The next major battle of the Revolutionary War occurs in June at the Battle of Monmouth. American and British troops fought to a standoff. In the fall, the Americans suffer another defeat as they attempt to 'liberate' Savannah, Georgia from the British. There's another hard winter for the Americans.
In May of 1780, the British capture Charleston. At this point, Washington is facing mutiny. The American victory in the Battle of Springfield is followed by a string of defeats -- Americans in South Carolina are defeated by troops under General Cornwallis (900 killed, 1000 captures). A defeat two days later at Fishing Creek, South Carolina allows Cornwallis to begin an invasion (abandoned later that year) of North Carolina.

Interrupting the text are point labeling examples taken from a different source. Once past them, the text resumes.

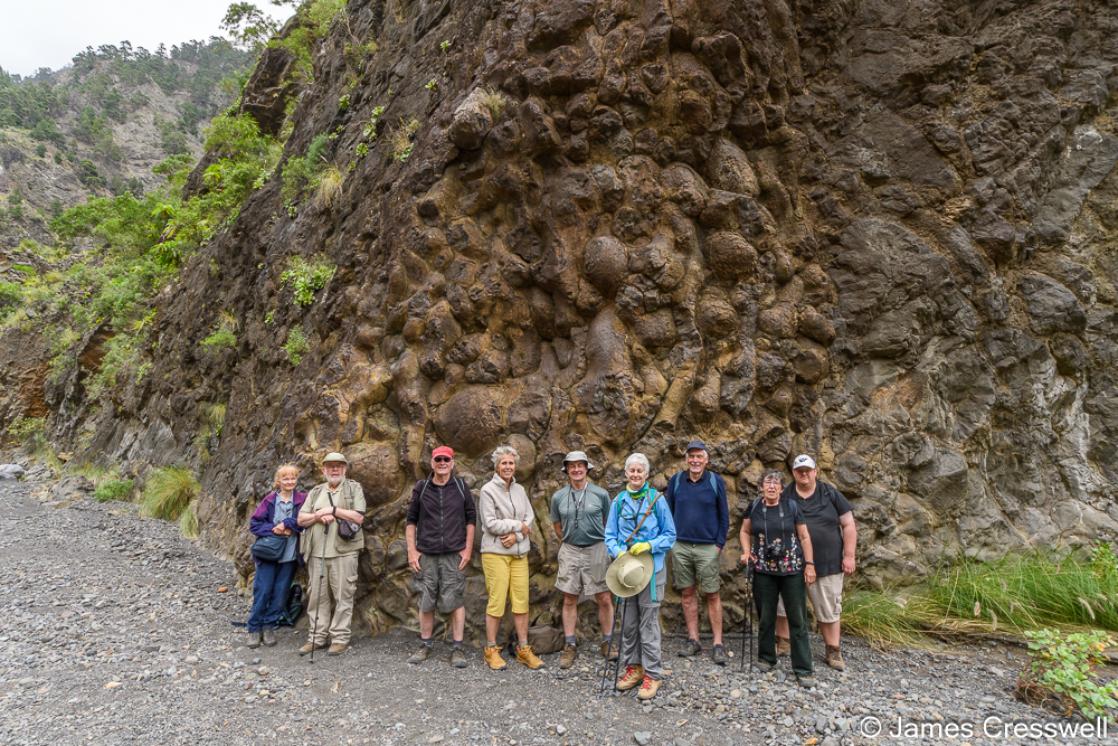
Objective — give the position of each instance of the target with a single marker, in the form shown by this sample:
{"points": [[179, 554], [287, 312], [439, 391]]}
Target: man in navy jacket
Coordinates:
{"points": [[697, 498]]}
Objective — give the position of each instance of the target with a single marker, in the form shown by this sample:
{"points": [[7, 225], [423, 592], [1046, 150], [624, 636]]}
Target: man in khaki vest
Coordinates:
{"points": [[331, 559]]}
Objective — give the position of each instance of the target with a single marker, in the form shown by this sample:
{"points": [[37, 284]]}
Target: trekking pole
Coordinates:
{"points": [[747, 628], [614, 634], [318, 603]]}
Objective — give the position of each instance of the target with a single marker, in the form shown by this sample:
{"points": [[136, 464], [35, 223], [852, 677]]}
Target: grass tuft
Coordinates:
{"points": [[114, 489], [1011, 596], [168, 492], [330, 188]]}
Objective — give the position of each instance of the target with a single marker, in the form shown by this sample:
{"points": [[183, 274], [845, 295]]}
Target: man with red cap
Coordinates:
{"points": [[441, 522]]}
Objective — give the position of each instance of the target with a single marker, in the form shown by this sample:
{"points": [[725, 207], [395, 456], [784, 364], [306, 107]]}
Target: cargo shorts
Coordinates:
{"points": [[583, 569], [695, 564], [442, 584]]}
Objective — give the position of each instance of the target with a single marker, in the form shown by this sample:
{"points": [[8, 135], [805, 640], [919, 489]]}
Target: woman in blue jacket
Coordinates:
{"points": [[641, 522], [275, 516]]}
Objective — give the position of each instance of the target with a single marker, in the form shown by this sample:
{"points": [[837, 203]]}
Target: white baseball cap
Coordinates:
{"points": [[803, 461]]}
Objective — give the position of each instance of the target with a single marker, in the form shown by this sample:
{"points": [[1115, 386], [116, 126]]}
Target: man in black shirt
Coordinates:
{"points": [[439, 534], [834, 537]]}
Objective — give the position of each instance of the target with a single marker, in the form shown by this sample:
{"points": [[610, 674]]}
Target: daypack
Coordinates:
{"points": [[294, 606]]}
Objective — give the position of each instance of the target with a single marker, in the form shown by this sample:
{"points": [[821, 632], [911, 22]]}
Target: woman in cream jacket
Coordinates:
{"points": [[505, 518]]}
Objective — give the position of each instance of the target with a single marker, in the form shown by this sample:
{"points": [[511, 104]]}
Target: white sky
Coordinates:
{"points": [[49, 32]]}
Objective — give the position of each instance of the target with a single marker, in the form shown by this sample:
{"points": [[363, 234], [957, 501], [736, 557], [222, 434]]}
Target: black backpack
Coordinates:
{"points": [[294, 606]]}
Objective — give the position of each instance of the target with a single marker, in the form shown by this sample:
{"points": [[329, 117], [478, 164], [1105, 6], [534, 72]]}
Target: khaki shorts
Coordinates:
{"points": [[825, 595], [695, 564], [443, 585], [583, 569], [505, 578]]}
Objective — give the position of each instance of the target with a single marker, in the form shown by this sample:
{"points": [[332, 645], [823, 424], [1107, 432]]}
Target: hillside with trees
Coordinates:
{"points": [[98, 126]]}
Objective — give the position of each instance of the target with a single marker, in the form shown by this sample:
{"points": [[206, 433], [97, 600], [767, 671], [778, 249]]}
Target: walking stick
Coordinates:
{"points": [[747, 622], [614, 634], [318, 604]]}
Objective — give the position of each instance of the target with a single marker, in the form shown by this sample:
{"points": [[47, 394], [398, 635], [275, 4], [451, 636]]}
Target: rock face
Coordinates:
{"points": [[877, 232]]}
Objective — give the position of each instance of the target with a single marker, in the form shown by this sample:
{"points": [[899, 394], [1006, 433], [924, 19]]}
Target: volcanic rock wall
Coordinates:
{"points": [[878, 232]]}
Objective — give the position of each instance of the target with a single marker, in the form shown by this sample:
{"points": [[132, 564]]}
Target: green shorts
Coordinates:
{"points": [[695, 564]]}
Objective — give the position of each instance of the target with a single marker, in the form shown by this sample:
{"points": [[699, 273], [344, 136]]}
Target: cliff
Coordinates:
{"points": [[877, 232]]}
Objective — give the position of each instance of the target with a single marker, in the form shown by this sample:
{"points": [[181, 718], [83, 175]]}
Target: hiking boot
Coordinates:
{"points": [[633, 676], [648, 688], [493, 659], [568, 655], [691, 649], [423, 652], [526, 655], [309, 647]]}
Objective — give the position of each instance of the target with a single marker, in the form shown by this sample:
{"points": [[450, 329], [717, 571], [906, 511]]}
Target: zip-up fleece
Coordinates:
{"points": [[502, 509], [261, 522], [441, 516]]}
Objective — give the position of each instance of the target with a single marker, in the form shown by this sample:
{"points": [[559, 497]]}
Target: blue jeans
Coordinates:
{"points": [[269, 594]]}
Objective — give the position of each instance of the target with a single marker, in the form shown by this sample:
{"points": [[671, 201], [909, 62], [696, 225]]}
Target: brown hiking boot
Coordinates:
{"points": [[648, 688], [526, 655], [633, 676], [568, 655], [309, 647], [493, 659]]}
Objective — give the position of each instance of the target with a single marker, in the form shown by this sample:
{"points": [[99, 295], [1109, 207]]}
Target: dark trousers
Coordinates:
{"points": [[269, 594], [792, 588]]}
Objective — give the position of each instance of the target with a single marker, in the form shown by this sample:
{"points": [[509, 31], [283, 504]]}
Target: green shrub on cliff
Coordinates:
{"points": [[168, 491], [306, 279], [1061, 674]]}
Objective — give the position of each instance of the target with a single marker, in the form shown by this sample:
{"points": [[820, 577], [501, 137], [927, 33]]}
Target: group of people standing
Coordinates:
{"points": [[798, 541]]}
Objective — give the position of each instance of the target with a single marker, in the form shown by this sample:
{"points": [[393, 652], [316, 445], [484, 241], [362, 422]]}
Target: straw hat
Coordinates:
{"points": [[628, 574]]}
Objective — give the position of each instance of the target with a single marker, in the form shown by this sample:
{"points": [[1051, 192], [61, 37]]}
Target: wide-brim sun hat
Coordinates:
{"points": [[577, 455], [628, 574]]}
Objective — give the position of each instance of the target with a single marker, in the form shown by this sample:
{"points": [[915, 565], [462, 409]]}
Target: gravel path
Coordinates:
{"points": [[113, 632]]}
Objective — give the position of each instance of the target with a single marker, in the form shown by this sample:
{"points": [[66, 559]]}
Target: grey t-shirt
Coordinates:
{"points": [[581, 513], [821, 512]]}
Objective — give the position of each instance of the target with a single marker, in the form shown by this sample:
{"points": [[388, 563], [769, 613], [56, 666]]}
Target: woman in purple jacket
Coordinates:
{"points": [[275, 515]]}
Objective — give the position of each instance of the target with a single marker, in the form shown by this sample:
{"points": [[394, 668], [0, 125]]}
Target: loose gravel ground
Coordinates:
{"points": [[113, 631]]}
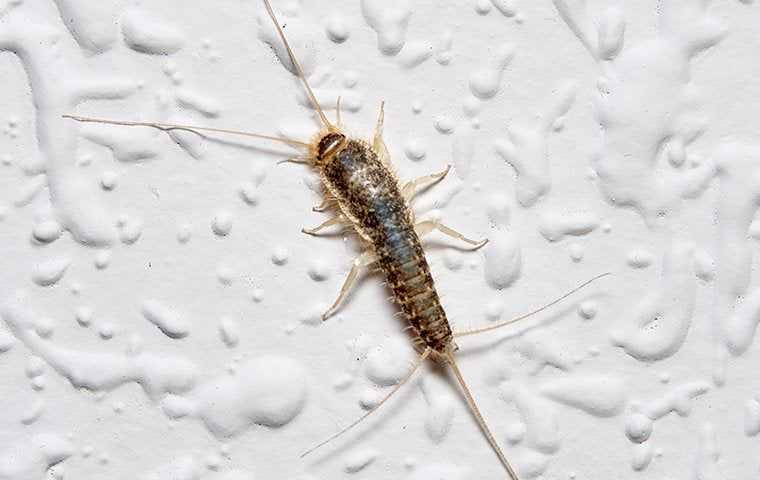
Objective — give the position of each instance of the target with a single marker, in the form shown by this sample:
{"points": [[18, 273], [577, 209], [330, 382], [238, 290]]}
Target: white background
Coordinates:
{"points": [[642, 148]]}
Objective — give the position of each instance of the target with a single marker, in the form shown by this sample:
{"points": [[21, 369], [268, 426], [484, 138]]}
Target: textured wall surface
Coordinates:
{"points": [[159, 306]]}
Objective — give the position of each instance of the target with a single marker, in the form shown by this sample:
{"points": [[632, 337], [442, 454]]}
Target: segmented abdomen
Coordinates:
{"points": [[368, 194]]}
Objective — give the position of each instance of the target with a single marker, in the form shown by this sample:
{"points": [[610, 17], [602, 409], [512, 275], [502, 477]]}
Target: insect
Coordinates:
{"points": [[363, 192]]}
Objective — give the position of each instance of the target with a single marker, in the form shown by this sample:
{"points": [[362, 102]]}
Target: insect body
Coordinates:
{"points": [[360, 183]]}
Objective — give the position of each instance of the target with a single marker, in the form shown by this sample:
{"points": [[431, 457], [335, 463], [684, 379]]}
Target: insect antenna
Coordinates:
{"points": [[479, 417], [170, 127], [299, 70], [425, 354], [474, 331]]}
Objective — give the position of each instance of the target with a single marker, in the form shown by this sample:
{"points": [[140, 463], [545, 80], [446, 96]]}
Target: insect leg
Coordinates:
{"points": [[323, 225], [365, 259], [410, 189], [326, 203], [395, 389], [428, 226], [494, 326], [337, 113]]}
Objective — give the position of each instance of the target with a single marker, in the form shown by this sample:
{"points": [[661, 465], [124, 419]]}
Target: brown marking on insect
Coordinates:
{"points": [[361, 186]]}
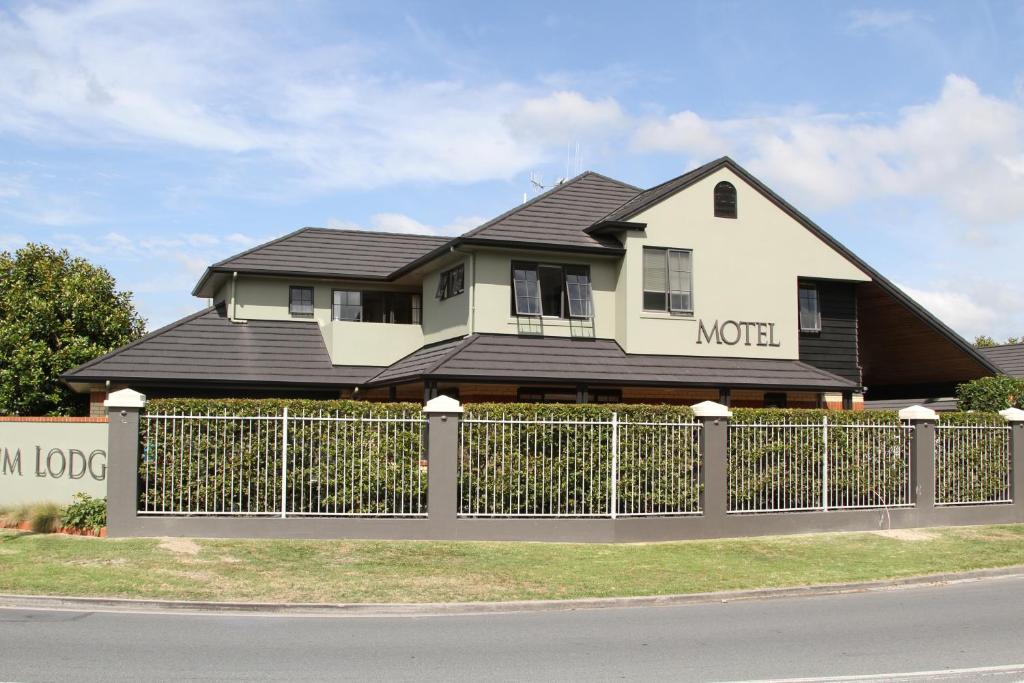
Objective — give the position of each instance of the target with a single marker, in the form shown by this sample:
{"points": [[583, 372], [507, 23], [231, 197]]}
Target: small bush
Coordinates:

Benedict Arnold's true colors are revealed on September 23, 1780. He had been collaborating with the British for the past year and a half. He becomes a brigadier general in the British army. Bastard.
Reversal of Fortune
Another cold winter for George Washington, two mutinies among American troops in January of 1781. In the south however, Americans are victorious at Cowpens, South Carolina. Cornwallis's troops set up shop in Yorktown, Virginia, and the American forces and French navy join forces. A French naval victory in September grant the French control of the Chesapeake and cut off a possible British retreat via water. On September 28, Washington's troops begin a seige of Yorktown. Cornwallis surrenders on October 19, 1781, ending any hopes for a British victory in America.
Peace talks began in April of 1782 in Paris. In November, the Americans and the British sign a preliminary peace treaty, one of the conditions being a recognition of American independence (the condition that stymied peace talks in 1778). Peace treaties between England and the European powers who had supported the colonists were signed as well.
The Treaty of Paris was signed September 3, 1783, and is ratified January 14, 1784. This event marked the official end to the Revolutionary War.
I will admit freely that this node is written from the viewpoint of a girl who grew up with a history-obsessed father living in America and learning out of patriotic textbooks.
As always, any corrections/additions/suggestions/comments are welcome. So are alternate opinions and perspectives.